Now, you are probably thinking “Reheated eggs?!”
Yes! It works. They are good.
I used to work at a fast food chain restaurant and all the eggs started frozen, in sheets of scrambled yellow. We would pull them out of the freezer, let them thaw in the cooler, and once they were thaw they had a shelf life of at least 3 days.
So yes, you can bake, refrigerate, heat, and eat your own egg cups.
Best part about these is that you can customize them the way you want!
Add in any diced up veggies
Add in some pre cooked meats
- Turkey (ground or deli)
Even add in a sprinkle of cheese.
Bake until the eggs are set and take them out of the pan to cool.
Top with your favorite herbs and spices. Maybe a dash of hot sauce or some avocado and eat right away!
Then save the rest in these meal prep containers for another morning.
Baked Egg Cups
- Muffin Tin
- 12 Eggs Use 2-3 Eggs Per Cup you want to make. Here I used 3 Eggs each
- 1-2 tbsp water
- 1 Cup Desired Chopped Veggies Any veggie you have available. Mix and Match. Peppers, Onions, Spinach, Broccoli, Tomatoes, Cauliflower, Zucchini, Mushrooms,
- Sprinkle Shredded Cheese If Desired.
- Pre Heat Oven to 350 degrees.
- Scramble eggs with a tablespoon of water.
- Spray Muffin Tin with non stick cooking spray.
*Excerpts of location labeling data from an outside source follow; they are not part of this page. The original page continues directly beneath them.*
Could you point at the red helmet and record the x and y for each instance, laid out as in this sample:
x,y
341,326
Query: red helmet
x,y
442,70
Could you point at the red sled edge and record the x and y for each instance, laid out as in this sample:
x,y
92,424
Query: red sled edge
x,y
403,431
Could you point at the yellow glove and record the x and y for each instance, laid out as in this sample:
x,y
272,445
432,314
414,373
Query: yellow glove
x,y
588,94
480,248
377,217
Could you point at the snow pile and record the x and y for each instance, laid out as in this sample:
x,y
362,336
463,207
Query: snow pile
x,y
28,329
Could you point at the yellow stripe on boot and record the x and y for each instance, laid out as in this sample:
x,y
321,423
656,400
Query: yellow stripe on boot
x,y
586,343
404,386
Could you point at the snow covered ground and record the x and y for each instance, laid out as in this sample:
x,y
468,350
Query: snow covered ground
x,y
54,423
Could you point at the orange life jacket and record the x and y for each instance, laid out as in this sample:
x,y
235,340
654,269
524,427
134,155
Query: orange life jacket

- Add Scrambled eggs to pan and add desired veggies to each.
- Bake for 25 – 30 minutes or until eggs are set.
- Remove egg cups from pan to cool.
- Eat immediately or let completely cool and store in the refridgerator in air tight container.
- Add toppings such as herbs and spices, hot sauce, avocado for a final touch.
- To re-heat; place on microwave safe dish, cover with damp paper towel, and microwave 30 – 45 seconds or until heated through.